Em meio a todas as manifestações contra injustiças e assassinatos cometidos a pessoas negras, que estão sendo evidenciadas nas redes sociais, Marabá dá um pequeno, mas significativo passo no combate ao racismo, com o registro de um suposto caso de injúria racial cometido, também, por redes sociais.
Na manhã de segunda-feira, 1º de junho, os delegados de Polícia Civil, William Crispim e Márcio Maio, receberam uma denúncia de um delito de cunho racial, cometido na rede social Facebook, por volta das 9h da manhã.

Na publicação, a pessoa alega que se deve dar ‘dinheiro’ e não ‘moral’ para ‘pretos’, e que tem ‘raiva’ de pessoas ‘pretas’. Um print da postagem foi enviado para a PC, que logo diligenciou até o endereço do perfil, localizando o pretenso responsável em casa, no Bairro Belo Horizonte.

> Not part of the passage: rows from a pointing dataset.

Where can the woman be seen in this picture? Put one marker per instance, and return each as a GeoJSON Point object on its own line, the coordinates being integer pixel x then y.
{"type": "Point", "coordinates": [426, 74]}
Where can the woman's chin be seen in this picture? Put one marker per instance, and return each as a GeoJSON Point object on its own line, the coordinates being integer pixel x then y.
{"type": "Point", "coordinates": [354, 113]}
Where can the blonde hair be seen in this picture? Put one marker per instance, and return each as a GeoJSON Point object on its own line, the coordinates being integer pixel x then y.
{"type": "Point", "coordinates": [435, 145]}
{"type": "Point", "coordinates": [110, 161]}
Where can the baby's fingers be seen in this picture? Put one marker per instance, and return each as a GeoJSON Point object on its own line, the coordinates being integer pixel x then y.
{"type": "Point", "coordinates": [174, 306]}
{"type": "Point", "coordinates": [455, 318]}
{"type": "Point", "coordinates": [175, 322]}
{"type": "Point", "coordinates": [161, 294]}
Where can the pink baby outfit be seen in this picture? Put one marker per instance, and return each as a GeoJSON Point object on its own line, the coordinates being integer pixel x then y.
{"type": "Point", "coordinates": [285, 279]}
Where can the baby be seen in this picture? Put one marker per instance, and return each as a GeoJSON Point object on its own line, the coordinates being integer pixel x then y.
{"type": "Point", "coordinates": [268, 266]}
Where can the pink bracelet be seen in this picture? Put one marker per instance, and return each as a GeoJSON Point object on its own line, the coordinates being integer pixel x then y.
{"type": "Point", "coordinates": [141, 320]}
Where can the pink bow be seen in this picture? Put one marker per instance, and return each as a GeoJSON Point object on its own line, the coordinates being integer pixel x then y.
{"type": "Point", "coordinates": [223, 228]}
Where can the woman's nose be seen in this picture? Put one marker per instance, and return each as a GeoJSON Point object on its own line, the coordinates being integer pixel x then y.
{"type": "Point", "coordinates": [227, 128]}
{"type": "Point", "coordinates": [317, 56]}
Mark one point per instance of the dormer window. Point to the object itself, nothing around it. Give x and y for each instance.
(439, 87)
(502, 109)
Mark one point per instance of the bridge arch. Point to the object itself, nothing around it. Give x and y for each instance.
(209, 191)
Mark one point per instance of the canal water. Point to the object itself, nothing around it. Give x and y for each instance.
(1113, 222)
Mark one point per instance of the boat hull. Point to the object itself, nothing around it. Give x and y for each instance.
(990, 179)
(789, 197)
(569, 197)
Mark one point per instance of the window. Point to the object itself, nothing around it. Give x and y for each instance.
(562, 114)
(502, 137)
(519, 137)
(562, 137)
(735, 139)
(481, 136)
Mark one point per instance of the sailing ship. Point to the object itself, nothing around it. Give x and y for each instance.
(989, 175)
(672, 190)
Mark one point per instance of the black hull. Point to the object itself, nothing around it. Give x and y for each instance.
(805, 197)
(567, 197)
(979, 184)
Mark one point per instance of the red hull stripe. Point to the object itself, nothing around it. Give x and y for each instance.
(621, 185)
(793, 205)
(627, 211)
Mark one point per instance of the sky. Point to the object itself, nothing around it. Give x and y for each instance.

Ele recebeu voz de prisão e foi conduzido até a 21ª Seccional Urbana de Polícia Civil. O delegado William Crispim informou com exclusividade á Equipe de reportagem que o flagranteado confessou ter feito a publicação, porém sem a intenção de ofender ninguém, e que a postagem era direcionada para uma mulher que não o estaria correspondendo, e por isso a chamou de ‘preta’.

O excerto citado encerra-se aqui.